Mars 1947: une page de l’histoire mal connues des jeunes malgaches

Monument commémoratif de l'insurrection de 1947 à Madagascar.
© Robin Taylor from Bamako, Mali/cc-by-2.0

Madagascar commémore ce vendredi la révolte du 29 mars 1947. Il y a 72 ans, des milliers de Malgaches prennent les armes pour lutter contre le pouvoir colonial français. Les combattants malgaches attaquent les domaines des colons, des postes de gendarmerie et sabotent des voies ferrées. La répression des Français est sanglante. Les chiffres officiels font état de 89 000 victimes chez les Malgaches. A Antananarivo, la capitale, une grande exposition retrace cette page de l’histoire parfois mal connue, en particulier des jeunes.

Sur le parvis de l’Hôtel de Ville, plus d’une centaine de personnes se pressent devant les photos, textes et archives de mars 1947. Parmi eux, Zo, 25 ans : « La raison pour laquelle je suis venu ici c’est que je connais rien. Je crois qu’il y a eu une énorme guerre en 1947 ».
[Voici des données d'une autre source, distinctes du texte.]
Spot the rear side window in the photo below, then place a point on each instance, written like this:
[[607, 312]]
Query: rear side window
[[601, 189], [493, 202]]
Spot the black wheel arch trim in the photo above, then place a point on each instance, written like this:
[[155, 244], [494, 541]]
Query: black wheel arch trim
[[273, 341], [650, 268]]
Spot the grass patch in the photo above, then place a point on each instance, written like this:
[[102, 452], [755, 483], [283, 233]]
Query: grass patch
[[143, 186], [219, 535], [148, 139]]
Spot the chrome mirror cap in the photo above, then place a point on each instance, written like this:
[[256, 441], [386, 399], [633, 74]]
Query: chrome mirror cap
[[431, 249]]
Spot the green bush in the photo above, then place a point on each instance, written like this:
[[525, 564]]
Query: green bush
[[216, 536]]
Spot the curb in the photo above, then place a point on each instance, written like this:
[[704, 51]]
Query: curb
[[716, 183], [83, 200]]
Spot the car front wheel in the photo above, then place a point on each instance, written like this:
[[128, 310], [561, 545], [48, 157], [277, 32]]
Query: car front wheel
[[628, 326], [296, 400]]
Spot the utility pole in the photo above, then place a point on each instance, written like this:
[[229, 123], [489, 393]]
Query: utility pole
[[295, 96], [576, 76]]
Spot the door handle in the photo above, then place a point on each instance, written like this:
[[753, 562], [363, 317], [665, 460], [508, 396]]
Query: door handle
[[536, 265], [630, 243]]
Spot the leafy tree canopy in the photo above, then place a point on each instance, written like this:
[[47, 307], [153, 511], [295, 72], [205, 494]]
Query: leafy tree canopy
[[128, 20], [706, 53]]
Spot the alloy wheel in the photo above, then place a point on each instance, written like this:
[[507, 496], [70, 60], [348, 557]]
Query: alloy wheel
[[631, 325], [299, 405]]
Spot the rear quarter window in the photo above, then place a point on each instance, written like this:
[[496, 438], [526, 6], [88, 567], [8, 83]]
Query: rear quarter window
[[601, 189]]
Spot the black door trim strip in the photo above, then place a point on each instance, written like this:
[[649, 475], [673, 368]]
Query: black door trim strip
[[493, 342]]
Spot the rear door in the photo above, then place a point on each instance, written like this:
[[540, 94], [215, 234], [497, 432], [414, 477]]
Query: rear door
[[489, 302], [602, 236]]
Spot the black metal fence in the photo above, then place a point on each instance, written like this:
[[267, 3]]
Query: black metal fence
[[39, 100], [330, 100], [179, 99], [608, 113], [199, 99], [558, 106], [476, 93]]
Hermann, 20 ans, mécanicien, ne veut pas oublier cet épisode de l’histoire qui a tracé le chemin vers l’indépendance : « A l’école, on nous a appris qui étaient les chefs des combattants. On sait tous qu’il y a eu une rébellion le 29 mars 1947 dans l’est du pays. Mais avec cette exposition, je vois qu’il y avait d’autres rebelles qui ont agi dans d’autres régions. Ça s’est passé il y a longtemps. Il y a beaucoup de détails importants qu’on ne connaît pas et ce qu’il faut faire, c’est raviver l’histoire de ces combattants pour que les jeunes surtout soient conscients des sacrifices qu’ils ont faits pour le pays. »

Des leçons pas assez détaillées, notamment faute de manuel d’histoire, c’est aussi l’avis d’Elodie, étudiante en marketing : « Il y avait une ou deux pages sur mars 1947 dans nos cahiers mais ici on voit toutes les armes que les combattants ont utilisées, comment ils se sont organisés et maintenant je me rends compte qu’ils se sont vraiment battus pour libérer notre pays. »

Deux cérémonies officielles de commémoration ont lieu vendredi, l’une dans la capitale et l’autre à Moramanga, ville où a éclaté la révolte et où plus d’une centaine de Malgaches enfermés dans des wagons ont été fusillés par l’armée française.